# Overview: Free Trial Screener¶

### Background¶

• Start free trial to allow paid version

### experiment¶

• users see this popup after click
• if they're not committed, warning them.

We have two initial hypothesis.

• “..this might set clearer expectations for students upfront, thus reducing the number of frustrated students who left the free trial because they didn't have enough time”
• ”..without significantly reducing the number of students to continue past the free trial and eventually complete the course. “

• users in free trial tracked by user-id
• same user-id can't enroll in free trial twice
• users not enroll can't tracked.

# Experiment Design¶

## Metric Choice¶

### Invariant metrics¶

• Number of clicks
• Click through probability

### Evaluation metrics¶

• Gross Conversion
• Net Conversion

We have two initial hypothesis.

• “..this might set clearer expectations for students upfront, thus reducing the number of frustrated students who left the free trial because they didn't have enough time”
• ”..without significantly reducing the number of students to continue past the free trial and eventually complete the course. “

## Measuring Standard Deviation¶

• Gross Conversion: 0.02
• Net Conversion 0.0156

Expect analytical variance match empirical variance because unit of analysis and unit of diversion is same.

# Sizing¶

## Number of Samples vs. Power¶

• Gross Conversion. Baseline: 0.20625 dmin: 0.01 = 25.839 cookies who clicks.
• Net Conversion. Baseline: 0.1093125 dmin: 0.0075 = 27,411 cookies who clicks.
• Not using Bonferroni correction.
• Using alpha = 0.05 and beta 0.2

The pageviews needed then will be: 685275 impression.

## Duration vs. Exposure¶

• Fraction: 0.8 (Low risk)
• Duration: 22 days (40000 pageviews/day)

# Experiment Analysis¶

## Sanity Checks¶

• Bounds = (0.4988,0.5012)
• Observed = 0.5006
• Passes? Yes
• Number of clicks on “Start free trial”:

• Bounds = (0.4959,0.5041)
• Observed = 0.5005
• Passes? Yes
• Click-through-probability on “Start free trial”:

• Bounds = (0.0812,0.0830)
• Observed = 0.0821
• Passes? Yes

Since we have passed all of the sanity checks, we can continue to analyze the experiment.

# Effect Size Test¶

• Did not use Bonferroni correction
• Gross Conversion
• Bounds = (-0.0291, -0.0120)
• Statistical Significance? Yes
• Practical Significance? Yes
• Net Conversion
• Bounds = (-0.0116,0.0019)
• Statistical Significance? No
• Practical Significance? No

# Sign Test¶

• Did not use Bonferroni correction
• Gross Conversion
• p-value = 0.0026
• Statistical Significance? Yes
• Net Conversion
• p-value = 0.6776
• Statistical Significance? No

### Conclusion¶

• Not use Benferroni correction.
• Gross Conversion need significant but Net Conversion doesn't.

## Recommendation¶

• Gross Conversion: pass
• Net Conversion: somehow pass, can loss potential money

• decision: risky. delay for further experiment or cancel the launch.

# Follow-Up Experiment¶

• Not necessary to show warning
• Start Debt Program
• Risky, users break agreement
• Not become Udacity Code Reviewer
• Cancel in midway program
• Hypothesis
• Non-serious users become more committed after incentive
• Number of users who cancel early is reduced
• Boost compared to already committed

We can use Invariant metrics for this experiment for the follow-up:

• Number of cookies: That is, number of unique cookies to view the course overview page.
• Number of clicks: That is, number of unique cookies to click the "Start free trial" button (which happens before the free trial screener is trigger).
• Click-through-probability: That is, number of unique cookies to click the "Start free trial" button divided by number of unique cookies to view the course overview page
• Gross conversion: That is, number of user-ids to complete checkout and enroll in the free trial divided by number of unique cookies to click the "Start free trial" button.

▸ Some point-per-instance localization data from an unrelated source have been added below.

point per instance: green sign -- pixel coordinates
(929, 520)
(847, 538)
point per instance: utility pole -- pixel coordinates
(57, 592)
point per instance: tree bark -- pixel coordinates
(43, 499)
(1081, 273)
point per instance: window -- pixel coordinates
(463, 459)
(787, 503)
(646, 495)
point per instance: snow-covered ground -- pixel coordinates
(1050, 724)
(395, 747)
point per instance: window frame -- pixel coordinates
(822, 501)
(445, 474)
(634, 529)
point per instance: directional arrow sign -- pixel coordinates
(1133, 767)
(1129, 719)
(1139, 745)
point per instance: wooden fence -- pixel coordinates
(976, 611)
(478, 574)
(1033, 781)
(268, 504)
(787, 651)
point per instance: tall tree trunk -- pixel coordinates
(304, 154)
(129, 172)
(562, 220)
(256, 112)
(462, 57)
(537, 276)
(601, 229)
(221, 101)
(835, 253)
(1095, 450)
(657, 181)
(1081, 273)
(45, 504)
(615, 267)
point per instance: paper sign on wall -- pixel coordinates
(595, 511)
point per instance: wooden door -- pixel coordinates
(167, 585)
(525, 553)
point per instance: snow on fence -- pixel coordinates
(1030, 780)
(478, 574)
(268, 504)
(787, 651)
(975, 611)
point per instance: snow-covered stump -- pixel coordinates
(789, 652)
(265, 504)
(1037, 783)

And the evaluation metric:

• Debt Conversion: That is, number of user-ids to click “Start Debt Program” divided by number of user-ids that enroll in the free trial.
• Debt-Net conversion: That is, number of user-ids to click “Start Debt Program” divided by number of user-ids to remain enrolled past the 14-day boundary (and thus make at least one payment)
• Net conversion: That is, number of user-ids to remain enrolled past the 14-day boundary (and thus make at least one payment) divided by the number of unique cookies to click the "Start free trial" button.

We use user-ids as unit of diversion, expect all of the evaluation metrics to be practically significant.